Silence. Had he heard me? Then slowly Puck turned, radiating a restrained intensity. His eyes flared as he started stalking toward me. Not walking—stalking. Like a predator in slow, inevitable pursuit of its dinner. Crap. Puck liked to play with his food, too. I remembered that from California.
What the hell kind of mistake had I just made? I needed to run away, but it was too late—he already had me backed against the truck, although I couldn’t remember exactly how I’d gotten there.

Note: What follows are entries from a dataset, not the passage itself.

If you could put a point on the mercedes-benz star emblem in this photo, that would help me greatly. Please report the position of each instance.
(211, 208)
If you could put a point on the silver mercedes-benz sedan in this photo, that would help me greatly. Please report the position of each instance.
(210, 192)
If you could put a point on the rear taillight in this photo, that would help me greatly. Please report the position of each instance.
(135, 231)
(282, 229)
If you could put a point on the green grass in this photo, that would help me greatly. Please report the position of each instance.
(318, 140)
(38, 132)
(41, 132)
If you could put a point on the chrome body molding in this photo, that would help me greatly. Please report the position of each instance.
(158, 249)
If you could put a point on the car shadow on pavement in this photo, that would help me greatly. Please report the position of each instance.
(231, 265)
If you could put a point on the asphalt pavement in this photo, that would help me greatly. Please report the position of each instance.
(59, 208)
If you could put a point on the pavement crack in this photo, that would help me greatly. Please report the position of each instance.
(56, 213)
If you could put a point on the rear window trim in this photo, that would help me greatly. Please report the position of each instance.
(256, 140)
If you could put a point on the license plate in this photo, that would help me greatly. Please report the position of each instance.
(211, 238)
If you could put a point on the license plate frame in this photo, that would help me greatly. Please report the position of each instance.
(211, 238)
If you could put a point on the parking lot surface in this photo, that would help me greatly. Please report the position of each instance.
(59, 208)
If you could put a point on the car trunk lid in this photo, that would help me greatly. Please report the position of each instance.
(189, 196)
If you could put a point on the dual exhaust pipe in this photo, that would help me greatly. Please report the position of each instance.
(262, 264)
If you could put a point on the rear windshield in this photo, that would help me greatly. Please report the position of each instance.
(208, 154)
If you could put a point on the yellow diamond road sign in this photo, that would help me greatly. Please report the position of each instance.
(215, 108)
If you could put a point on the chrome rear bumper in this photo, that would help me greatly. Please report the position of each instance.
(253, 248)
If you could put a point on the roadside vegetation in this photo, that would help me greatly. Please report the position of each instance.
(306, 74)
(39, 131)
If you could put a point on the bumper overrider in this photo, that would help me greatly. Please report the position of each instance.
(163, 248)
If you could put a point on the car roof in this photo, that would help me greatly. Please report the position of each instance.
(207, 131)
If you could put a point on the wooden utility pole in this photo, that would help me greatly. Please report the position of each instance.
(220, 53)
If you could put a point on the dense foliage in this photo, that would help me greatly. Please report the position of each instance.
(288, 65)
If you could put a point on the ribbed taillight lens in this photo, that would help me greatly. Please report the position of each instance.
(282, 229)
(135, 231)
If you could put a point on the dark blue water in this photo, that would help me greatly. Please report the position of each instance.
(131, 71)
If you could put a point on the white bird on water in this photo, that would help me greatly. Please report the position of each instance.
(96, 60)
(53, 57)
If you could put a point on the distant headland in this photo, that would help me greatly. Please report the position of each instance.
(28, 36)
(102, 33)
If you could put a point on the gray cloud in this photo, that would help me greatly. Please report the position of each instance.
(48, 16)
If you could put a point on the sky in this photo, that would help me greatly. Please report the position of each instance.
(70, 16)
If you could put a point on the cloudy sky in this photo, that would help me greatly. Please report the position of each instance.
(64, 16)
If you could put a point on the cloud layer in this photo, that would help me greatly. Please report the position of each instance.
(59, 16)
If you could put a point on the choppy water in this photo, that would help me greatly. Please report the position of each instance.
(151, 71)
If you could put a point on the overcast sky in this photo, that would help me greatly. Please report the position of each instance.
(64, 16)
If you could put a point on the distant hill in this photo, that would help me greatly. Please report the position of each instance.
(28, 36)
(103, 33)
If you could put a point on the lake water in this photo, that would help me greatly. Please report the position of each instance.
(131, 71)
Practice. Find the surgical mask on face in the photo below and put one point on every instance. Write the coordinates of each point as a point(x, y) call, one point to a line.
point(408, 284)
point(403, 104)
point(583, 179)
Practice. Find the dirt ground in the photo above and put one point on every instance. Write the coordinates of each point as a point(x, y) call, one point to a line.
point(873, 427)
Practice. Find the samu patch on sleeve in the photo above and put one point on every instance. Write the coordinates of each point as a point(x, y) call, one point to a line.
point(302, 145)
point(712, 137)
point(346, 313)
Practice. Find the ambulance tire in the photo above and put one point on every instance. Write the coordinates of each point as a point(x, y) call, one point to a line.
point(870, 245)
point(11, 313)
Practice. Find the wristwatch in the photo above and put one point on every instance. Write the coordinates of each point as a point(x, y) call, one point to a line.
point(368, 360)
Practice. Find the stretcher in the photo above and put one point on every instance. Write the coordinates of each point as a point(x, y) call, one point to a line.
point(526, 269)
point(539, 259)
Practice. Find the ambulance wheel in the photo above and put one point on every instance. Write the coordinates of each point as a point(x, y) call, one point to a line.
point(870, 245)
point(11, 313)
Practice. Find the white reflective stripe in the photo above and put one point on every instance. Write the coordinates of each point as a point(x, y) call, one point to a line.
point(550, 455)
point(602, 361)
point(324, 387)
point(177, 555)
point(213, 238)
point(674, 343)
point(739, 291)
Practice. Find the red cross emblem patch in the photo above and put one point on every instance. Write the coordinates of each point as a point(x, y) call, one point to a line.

“What exactly do you think we have here?” Puck demanded, his voice harsh. My knees threatened to let go so I grabbed the truck behind me with both hands.
“I don’t understand.”
“You just invited me over for dinner,” he sneered, like it was a dirty word. “Who do you think I am? One of your girlfriends?”
Um, no danger of that. Crap. Damn, but Puck was big. He loomed over me, pinning me with the sheer force of his presence. My heart pounded, utterly convinced that Batman was going to eat me if I didn’t do something right now.
“I think you’re the guy who pulled over this morning and gave me a ride so I wouldn’t miss school,” I said breathlessly. Puck’s mouth twisted into a snarl. Jesus Christ, he’d gone from scary sexy to flat-out scary as fuck faster than Danielle could down a shot. And Danielle was fast. “You didn’t have to, but you did. You’re my new neighbor, too. Things have always been weird and uncomfortable between us. Maybe they don’t need to be.”